Dimension mismatch while building LSTM RNN in Tensorflow

I am trying to build multilayer, multiclass, multilabel LSTM in Tensorflow. I have been trying to bend this tutorial to my data.
However, I am getting an error that says I have dimension mismatch when building RNN.
ValueError: Dimensions must be equal, but are 1000 and 923 for 'rnn/while/rnn/multi_rnn_cell/cell_0/lstm_cell/MatMul_1' (op: 'MatMul') with input shapes: [?,1000], [923,2000].
I cannot pinpoint which variable is incorrect in building architecture:
def weight_variable(shape):
initial = tf.truncated_normal(shape, stddev=0.1)
return tf.Variable(initial)
def bias_variable(shape):
initial = tf.constant(0.0, shape=shape)
return tf.Variable(initial)
def lstm(x, weight, bias, n_steps, n_classes):
cell = rnn_cell.LSTMCell(cfg.n_hidden_cells_in_layer, state_is_tuple=True)
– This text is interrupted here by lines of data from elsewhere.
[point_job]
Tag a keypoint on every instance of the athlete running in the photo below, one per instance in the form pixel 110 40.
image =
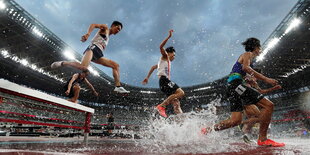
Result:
pixel 94 52
pixel 176 103
pixel 171 89
pixel 241 96
pixel 252 112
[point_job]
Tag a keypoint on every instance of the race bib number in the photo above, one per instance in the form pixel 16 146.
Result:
pixel 240 89
pixel 171 84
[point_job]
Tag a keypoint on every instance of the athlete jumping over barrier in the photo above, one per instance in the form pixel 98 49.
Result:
pixel 94 52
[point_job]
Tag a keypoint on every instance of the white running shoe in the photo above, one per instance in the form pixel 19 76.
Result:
pixel 56 64
pixel 121 90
multi_layer_cell = tf.nn.rnn_cell.MultiRNNCell([cell] * 2)
# FIXME : ERROR binding x to LSTM as it is
output, state = tf.nn.dynamic_rnn(multi_layer_cell, x, dtype=tf.float32)
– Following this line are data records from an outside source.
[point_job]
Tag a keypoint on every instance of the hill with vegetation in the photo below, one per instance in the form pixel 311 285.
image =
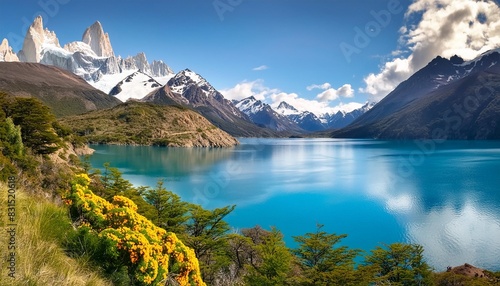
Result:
pixel 136 123
pixel 62 91
pixel 68 224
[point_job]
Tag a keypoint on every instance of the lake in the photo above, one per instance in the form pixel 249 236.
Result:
pixel 442 195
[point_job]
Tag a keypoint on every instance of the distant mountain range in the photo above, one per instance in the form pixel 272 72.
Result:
pixel 64 92
pixel 447 99
pixel 91 58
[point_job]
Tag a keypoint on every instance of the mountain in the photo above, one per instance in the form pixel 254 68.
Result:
pixel 134 123
pixel 6 52
pixel 98 41
pixel 449 98
pixel 306 120
pixel 188 88
pixel 343 118
pixel 92 58
pixel 136 86
pixel 64 92
pixel 263 115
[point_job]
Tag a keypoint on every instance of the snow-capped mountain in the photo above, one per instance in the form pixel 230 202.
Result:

output_flattened = tf.reshape(output, [-1, cfg.n_hidden_cells_in_layer])
output_logits = tf.add(tf.matmul(output_flattened, weight), bias)
output_all = tf.nn.sigmoid(output_logits)
output_reshaped = tf.reshape(output_all, [-1, n_steps, n_classes])
# ??? switch batch size with sequence size. ???
# then gather last time step values
output_last = tf.gather(tf.transpose(output_reshaped, [1, 0, 2]), n_steps - 1)
return output_last, output_all
These are my placeholders, loss function and all that jazz:
x_test, y_test = load_multiple_vector_files(test_filepaths)
x_valid, y_valid = load_multiple_vector_files(valid_filepaths)
n_input, n_steps, n_classes = get_input_target_lengths(check_print=False)
# FIXME n_input should be the problem
x = tf.placeholder("float", [None, n_steps, n_input])
y = tf.placeholder("float", [None, n_classes])
y_steps = tf.placeholder("float", [None, n_classes])
weight = weight_variable([cfg.n_hidden_layers, n_classes])
bias = bias_variable([n_classes])
y_last, y_all = lstm(x, weight, bias, n_steps, n_classes)
#all_steps_cost=tf.reduce_mean(-tf.reduce_mean((y_steps * tf.log(y_all))+(1 - y_steps) * tf.log(1 - y_all),reduction_indices=1))
all_steps_cost = -tf.reduce_mean((y_steps * tf.log(y_all)) + (1 - y_steps) * tf.log(1 - y_all))
last_step_cost = -tf.reduce_mean((y * tf.log(y_last)) + ((1 - y) * tf.log(1 - y_last)))
loss_function = (cfg.alpha * all_steps_cost) + ((1 - cfg.alpha) * last_step_cost)
optimizer = tf.train.AdamOptimizer(learning_rate=cfg.learning_rate).minimize(loss_function)
I am pretty sure it is my X placeholder that is causing the problem, resulting in layers and their matrices dimensions not matching. The constant which the linked example is using is rather tough to see what it actually stands for.
Can anyone help me out here? :)
I have made an "educated guess" on the mismatching dimensions.
One is 2*hidden_width, so hidden getting new input + its old recurrent input. The mismatching dimension, however, is input_width + hidden_width, like it was trying to set recurrency for width of hidden layer to the input layer.
I figured out I am incorrectly setting the weight variable, using the constant for n_hidden_layers(number of hidden layers) instead of n_hidden_cells_in_layer(number of layers).